Family dynamics and political ire mix it up in "Corktown '57" at the Odyssey Theatre. Playwright John Fazakerley's account of a volatile clan in Philadelphia's Irish quarter owes more than a little to Eugene O'Neill and Sean O'Casey, but it has plenty of emotional and ideological fodder of its own.
It transpires in 1957, set entirely in the grocery store basement (well realized by designer Joel Daavid) of Frank Keating, whose matriculation after emigrating hasn't been necessarily easy. His business is shaky and his home may be demolished, and those aren't the only reasons for the tension between Frank (John Ruby) and wife Janice (Natalie Britton), tension that son Johnny (Jonah Beres) tries not to notice.

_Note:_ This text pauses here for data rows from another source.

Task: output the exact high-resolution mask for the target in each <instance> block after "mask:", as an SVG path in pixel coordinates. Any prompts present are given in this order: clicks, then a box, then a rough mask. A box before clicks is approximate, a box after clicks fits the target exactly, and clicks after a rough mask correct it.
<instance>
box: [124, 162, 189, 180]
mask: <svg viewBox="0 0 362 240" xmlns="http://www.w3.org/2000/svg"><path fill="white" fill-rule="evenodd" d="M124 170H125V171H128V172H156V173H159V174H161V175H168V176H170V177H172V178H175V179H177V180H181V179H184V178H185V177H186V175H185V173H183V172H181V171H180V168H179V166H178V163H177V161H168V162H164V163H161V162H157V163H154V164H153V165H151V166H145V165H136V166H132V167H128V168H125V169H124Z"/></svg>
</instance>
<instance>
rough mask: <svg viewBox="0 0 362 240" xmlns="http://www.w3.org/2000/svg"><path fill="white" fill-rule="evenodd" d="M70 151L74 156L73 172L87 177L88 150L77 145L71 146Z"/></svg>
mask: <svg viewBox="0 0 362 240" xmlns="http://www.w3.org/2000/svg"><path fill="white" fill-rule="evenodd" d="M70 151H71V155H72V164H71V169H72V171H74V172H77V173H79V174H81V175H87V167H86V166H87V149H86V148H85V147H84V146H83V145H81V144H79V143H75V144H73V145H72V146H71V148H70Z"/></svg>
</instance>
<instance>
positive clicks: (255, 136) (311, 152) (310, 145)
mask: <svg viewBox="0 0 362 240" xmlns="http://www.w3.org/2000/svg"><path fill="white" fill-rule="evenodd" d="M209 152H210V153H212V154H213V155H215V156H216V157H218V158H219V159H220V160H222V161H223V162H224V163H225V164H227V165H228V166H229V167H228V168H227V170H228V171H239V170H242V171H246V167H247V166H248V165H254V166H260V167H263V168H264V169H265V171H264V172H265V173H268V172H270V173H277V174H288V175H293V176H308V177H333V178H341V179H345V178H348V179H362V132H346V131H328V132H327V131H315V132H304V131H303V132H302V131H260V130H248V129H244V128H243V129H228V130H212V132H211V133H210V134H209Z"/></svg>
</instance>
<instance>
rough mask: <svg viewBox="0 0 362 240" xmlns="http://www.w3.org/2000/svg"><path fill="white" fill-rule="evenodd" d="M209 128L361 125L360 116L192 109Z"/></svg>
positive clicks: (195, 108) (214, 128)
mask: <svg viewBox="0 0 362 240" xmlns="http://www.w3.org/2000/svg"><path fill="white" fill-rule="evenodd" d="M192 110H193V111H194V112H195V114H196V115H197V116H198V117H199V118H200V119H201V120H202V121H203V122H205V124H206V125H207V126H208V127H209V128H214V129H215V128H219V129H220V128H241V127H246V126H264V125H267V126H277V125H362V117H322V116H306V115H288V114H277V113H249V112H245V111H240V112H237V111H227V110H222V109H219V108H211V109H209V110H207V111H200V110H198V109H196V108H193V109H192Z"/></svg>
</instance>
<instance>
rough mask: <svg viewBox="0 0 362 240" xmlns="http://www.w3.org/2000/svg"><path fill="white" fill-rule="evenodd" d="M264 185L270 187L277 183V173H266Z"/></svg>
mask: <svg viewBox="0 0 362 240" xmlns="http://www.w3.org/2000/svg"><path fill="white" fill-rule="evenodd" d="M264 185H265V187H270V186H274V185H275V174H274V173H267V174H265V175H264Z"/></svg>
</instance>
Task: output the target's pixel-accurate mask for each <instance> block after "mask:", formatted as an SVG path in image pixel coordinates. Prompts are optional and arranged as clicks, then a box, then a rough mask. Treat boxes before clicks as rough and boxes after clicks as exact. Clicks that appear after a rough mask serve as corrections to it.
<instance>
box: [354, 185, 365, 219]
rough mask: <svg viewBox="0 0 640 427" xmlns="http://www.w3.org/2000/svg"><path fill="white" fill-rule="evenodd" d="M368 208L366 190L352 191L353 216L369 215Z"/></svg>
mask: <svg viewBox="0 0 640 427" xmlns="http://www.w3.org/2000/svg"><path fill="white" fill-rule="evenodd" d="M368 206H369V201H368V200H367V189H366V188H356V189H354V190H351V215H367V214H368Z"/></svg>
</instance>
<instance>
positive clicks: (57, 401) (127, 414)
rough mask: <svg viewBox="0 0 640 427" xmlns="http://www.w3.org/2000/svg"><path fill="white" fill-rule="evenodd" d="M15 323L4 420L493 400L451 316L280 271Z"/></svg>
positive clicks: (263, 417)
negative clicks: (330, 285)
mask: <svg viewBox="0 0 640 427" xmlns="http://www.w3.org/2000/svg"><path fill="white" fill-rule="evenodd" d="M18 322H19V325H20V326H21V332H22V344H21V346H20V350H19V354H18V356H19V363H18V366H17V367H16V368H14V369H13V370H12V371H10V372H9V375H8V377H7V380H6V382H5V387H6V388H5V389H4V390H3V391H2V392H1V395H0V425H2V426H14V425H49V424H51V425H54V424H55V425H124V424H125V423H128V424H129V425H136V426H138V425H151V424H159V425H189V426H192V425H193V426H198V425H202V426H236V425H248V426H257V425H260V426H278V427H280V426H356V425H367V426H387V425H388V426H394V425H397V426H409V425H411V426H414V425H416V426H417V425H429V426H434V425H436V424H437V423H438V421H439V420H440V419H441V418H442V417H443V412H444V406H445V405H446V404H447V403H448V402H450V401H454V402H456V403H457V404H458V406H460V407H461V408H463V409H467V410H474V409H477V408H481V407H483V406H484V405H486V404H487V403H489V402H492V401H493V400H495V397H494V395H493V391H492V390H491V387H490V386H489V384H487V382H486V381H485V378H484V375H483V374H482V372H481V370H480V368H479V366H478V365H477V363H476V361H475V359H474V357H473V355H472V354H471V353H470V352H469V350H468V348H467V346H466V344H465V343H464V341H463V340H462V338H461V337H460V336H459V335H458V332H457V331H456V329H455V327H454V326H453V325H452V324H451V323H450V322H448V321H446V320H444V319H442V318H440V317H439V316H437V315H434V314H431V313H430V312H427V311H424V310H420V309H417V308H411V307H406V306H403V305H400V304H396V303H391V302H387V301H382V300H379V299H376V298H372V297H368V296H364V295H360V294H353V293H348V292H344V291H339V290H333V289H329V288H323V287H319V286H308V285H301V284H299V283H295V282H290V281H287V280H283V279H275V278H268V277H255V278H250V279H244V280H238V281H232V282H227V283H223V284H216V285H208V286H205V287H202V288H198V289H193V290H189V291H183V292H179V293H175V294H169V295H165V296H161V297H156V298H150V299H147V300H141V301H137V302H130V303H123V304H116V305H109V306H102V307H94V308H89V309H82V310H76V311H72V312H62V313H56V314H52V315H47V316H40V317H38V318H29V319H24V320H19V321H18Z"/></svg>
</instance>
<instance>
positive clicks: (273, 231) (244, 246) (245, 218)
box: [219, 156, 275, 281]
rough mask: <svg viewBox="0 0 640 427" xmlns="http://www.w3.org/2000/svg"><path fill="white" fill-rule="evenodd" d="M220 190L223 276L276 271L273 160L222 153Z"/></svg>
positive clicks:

Nobody can ignore the revolutionary sympathies of sister Kaitlin (Rebecca Tilney), who funnels money to the Irish Republican Army via bake sales. Marie (Belen Greene), his other sister, is more circumspect, considering that Ciaran (Kevin P. Kearns), her husband, has a history with Kaitlin, who in turn has an implied past with Tim Flynn (Josh Clark).
And then, there's Mike (Nick Tate), Frank's father, whose liver cancer diagnosis has moved him into his youngest son's home. There's also the conflict that arises with the return of Frank's older brother John Keating (Andrew Connolly), who remained overseas when the Keatings left years before.
Mike, an IRA loyalist to his sodden core, has never forgiven John for joining the royal paramilitary Black and Tans, infamous for slaughtering freedom fighters.
There's a lot going on here, too much at times, with more subplots and social commentary than there is space to recount. That it doesn't implode is because of Fazakerley's self-evident talent for invective and idiom, and director Wilson Milam's strong staging. The designs are resourceful, including Leigh Allen's invaluable lighting, and the cast is entirely impressive, particularly Connolly's calmly unrepentant prodigal, Tate's explosive patriarch and Tilney's incisive rebel.
"Corktown '57" isn't perfected yet. Several plot threads should be revised or excised, and Frank's role as protagonist is inconclusive in the big picture. Still, it's never boring. It's character-driven and original, a promising new addition to the Irish drama canon.